Thursday, Pratt said she was touched by all of the interest in what she has to say.
“It really warms my heart,” she said.
She said she had shared her life experiences with her sons, but she has no plans to publicly disclose details about the abuse she suffered.
“I don't have a problem sharing my life experiences, but the details of my life are private,” she said.
Stacy McNeiland, CEO of the Oklahoma County Child Abuse Response and Evaluation (C.A.R.E.) Center, said that when survivors of childhood abuse talk about their experience, it can be freeing.
“It's a big step. It's a feeling of empowerment to talk about it and know that abuse doesn't have to identify you,” McNeiland said. “I don't know her, but I want to give her a big hug.”
More of ‘Mama'
Kadi Cunningham, Pratt's public relations director, said Pratt worked for the government for many years, but she always was passionate about spreading a message of hope to others.
Thursday, Cunningham said Pratt is now able to do just that by officially stepping into the spotlight as an inspirational speaker.
“She's Kevin's mom, and then she's Wanda Pratt. She is her own woman,” Cunningham said.
Cunningham said Pratt is now on Twitter, with Twitter handle @MamaDurant.
She said Pratt also has a new website, www.mamadurant.com.
“Wanda has always had a great talent for inspirational speaking and has been doing it for several years now. Sharing her story and bringing hope to other women and young mothers is her passion,” Cunningham said.
She said Pratt has spoken at several different events, including the opening of Yousef Khanfar's book exhibit at the Gaylord-Pickens Oklahoma Heritage Museum, the Chickasaw Nation's Color of Harmony Women's Conference, a government fundraiser kickoff and many events for faith-based organizations, “with many more to come.”
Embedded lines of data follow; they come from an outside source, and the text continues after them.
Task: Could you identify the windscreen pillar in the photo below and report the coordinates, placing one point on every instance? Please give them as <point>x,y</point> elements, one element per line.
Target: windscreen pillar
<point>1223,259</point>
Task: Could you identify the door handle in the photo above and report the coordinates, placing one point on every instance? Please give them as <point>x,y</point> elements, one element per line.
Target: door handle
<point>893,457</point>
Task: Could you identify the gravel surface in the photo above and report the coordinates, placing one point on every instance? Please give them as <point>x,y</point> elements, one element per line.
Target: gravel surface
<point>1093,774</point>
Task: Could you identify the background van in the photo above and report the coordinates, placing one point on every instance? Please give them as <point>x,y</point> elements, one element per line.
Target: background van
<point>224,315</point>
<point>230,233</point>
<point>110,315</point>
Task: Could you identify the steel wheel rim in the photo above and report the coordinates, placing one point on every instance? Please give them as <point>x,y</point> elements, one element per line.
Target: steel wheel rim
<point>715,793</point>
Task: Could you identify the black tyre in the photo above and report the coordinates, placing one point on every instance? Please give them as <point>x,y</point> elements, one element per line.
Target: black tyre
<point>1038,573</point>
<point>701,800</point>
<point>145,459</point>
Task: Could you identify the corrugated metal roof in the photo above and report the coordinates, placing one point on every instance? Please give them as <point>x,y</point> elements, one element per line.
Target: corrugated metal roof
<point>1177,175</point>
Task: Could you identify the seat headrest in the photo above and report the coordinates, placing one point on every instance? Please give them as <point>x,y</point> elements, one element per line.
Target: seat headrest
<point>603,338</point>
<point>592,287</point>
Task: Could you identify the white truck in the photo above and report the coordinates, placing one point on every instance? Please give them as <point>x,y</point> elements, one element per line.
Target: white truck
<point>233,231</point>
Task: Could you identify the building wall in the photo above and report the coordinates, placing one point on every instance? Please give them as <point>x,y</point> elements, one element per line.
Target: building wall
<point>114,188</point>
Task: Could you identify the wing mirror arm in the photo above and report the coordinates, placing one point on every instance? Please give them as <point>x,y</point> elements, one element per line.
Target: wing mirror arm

“This greater demand for her to speak has opened up the opportunity for her to connect with her audience in new ways, such as her new website and new social media platforms. These are great avenues for her to share her message and keep her audience engaged in the different opportunities they have to hear her speak,” Cunningham said.
Jane Jayroe, author and former state tourism director, said she was thrilled when Pratt accepted her invitation to be a guest speaker, along with Gail Griffin, the mother of NBA star and Oklahoma native Blake Griffin, at one of Jayroe's Esther Women luncheons.
She said part of Pratt's appeal to audiences is obviously her son, Kevin.
“I invited Wanda to be a speaker because she has raised an outstanding son who became internationally famous playing basketball, and I was aware that she had done this primarily as a single mom,” Jayroe said.
On top of that, Pratt is authentic, likable and a person of genuine faith, Jayroe said.
“I was impressed with her humility, her kindness to others and her devotion to family. And she had a fabulous sense of humor,” she said.
Pam Kanaly, co-founder of Edmond-based Arise Ministries, said Pratt made an indelible impression on about 1,000 single mothers who attended Arise Ministries' Survive 'N' Thrive conference for single moms in June.
“She gave very insightful, practical tips for how to keep your children first during those formative years,” Kanaly said. “She's approachable, and she's believable.”